Estimating the number of species
As we know, estimating the real number of clusters is one of the most challenging problem. The difficulty primarily attributes to the absence of prior knowledge of the data, in the case of metagenomics the real number of species in the dataset is not known. Moreover, there is no general criteria that may well assess the clusters when we encounter different datasets, in particular, when the number of clusters is big and the data has highdimensional. Despite some methods that are tailored for the datasets with known distribution, here instead we use an easy and intuitive method to estimate the number of species. We exhaustively iterate the kmeans by starting from a small number of clusters and gradually increase it until some criteria is met. This procedure stops when the nonempty clusters are less than 80% of the candidate number of cluster in the corresponding iteration. This iterative procedure might be computationally demanding, to speed up the computation in this paper we use an efficient library implementation [34].
Results and discussion
In order to validate our contribution, we compare it with the commonly known methods CONCOCT, MaxBin 2.0 and MetaBat. In particular, CONCOCT [5] and MetaBat [22] have been reported to be the best performing methods in a recent independent benchmark [7]. All of these tools use as input the composition and coverage matrices, as MetaCon does. MaxBin 2.0 [20] estimates the probability that a contig belongs to a bin based on expectationmaximization (EM). MetaBat [22] starts from one bin, and gradually assigns the contigs to that bin until the centroid does not change, repeatedly for several bins until no contigs are left. CONCOCT [5] applies PCA (principal component analysis) to the feature matrix (composed by coverage and composition matrices) for the sake of dimension reduction and afterward it uses a Gaussian mixture model.

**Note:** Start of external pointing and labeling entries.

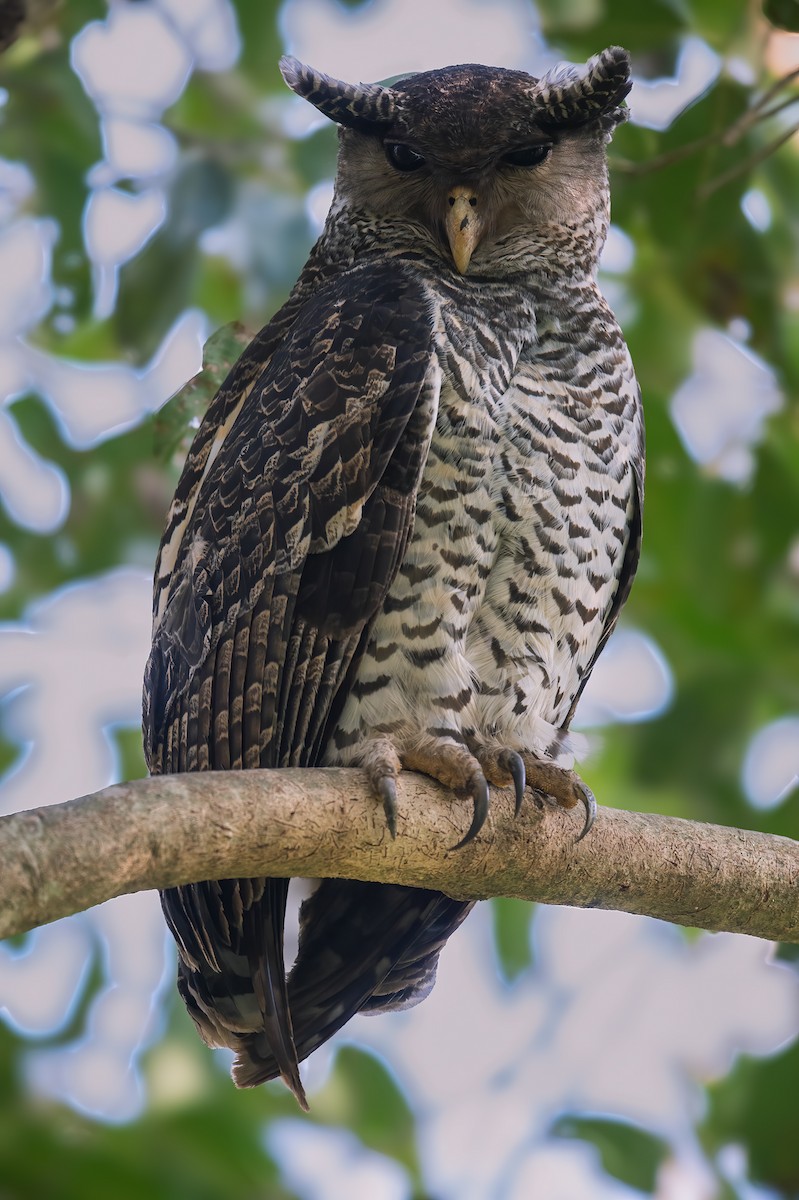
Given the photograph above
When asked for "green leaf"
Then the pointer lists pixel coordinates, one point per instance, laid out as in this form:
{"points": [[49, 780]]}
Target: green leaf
{"points": [[512, 935], [782, 13], [626, 1152], [178, 420], [757, 1107]]}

Synthetic and real datasets
Before the discussion of the results, here we give a brief introduction of the datasets. In this paper, we test the methods on both synthetic and real metagenomic datasets. A complete description of the dataset construction can be found in [5], here for completeness we report a brief summary. In CONCOCT [5], the authors simulate two mocked communities of microbiomes in order to test the performance, called ’Strain’ and ’Species’ datasets. Both of these synthetic datasets are built on 16S rRNA samples involved in the Human Microbiome Project (HMP, [35]). The samples have gone through denoise operation and the OTUs were generated by the standard that 3% sequence differences to approximated species exist. The contigs were assembled from the reads in samples and the reads were subsequently mapped back onto contigs to get the coverage information.
For simulated and real data, a coassembly of reads from all samples was performed using Ray [36]. Ray was used to generate the coassembled contigs because it is able to handle large metagenomic dataset. Contigs were cut up into nonoverlapping fragments of 10 kilobases in order mitigate the effect of local assembly errors (Additional file 1: Figure S1 in supplementary material reports the contig length distribution).
Specifically, the ’Strain’ dataset contains 9417 contigs, which are coassembled from 64 samples, and it contains totally 20 organisms. The simulated ’Strain’ community is composed by five different Escherichia coli strains, five different Bacteroides species, five different gut bacteria and the rest from Clostridium.
The ’Species’ dataset has 101 different species, including 37628 contigs, coassembled from 96 samples. For the ’Species’ dataset, OTUs are removed when its total count is less then 20 across samples. This dataset aims at testing the ability to discriminate at specieslevel. The complete information for the datasets can be found in the supplementary material.
’Sharon’ [37] is a real dataset, and it is generated from the microbiome samples of the premature infants. It contains 18 data samples, and due to the fact that we do not know the true species labels, we used TAXAassign [38] to annotate the contigs. It ended up with 7 species, 2599 contigs, after we filtered the contigs with ambiguous labels at species level.
Evaluation criteria
Precision and recall are commonly used to compare the performance of the binning algorithms under assessment. Precision measures the ability of the approach to build clusters composed by contigs from the same species. On the other hand, recall measures the ability of gathering all the contigs of a given species. Namely, the precision tests the correctness, and the recall tests the completeness. Therefore, when evaluating the performance of a binning method one should take into account both aspects in order to obtain a comprehensive evaluation.
Let n be the number of species in a metagenomic dataset, and C be the number of clusters returned by the algorithm. Let A_{ij} be the number of contigs from species j assigned to cluster i. Following the definitions in [39], for the precision we find the species with the maximum number of contigs in every cluster and sum them up, divided by the total number of contigs. As for the recall, we select the cluster with the maximal number of contigs from a given species, and again accumulate them, divided by the total number of contigs.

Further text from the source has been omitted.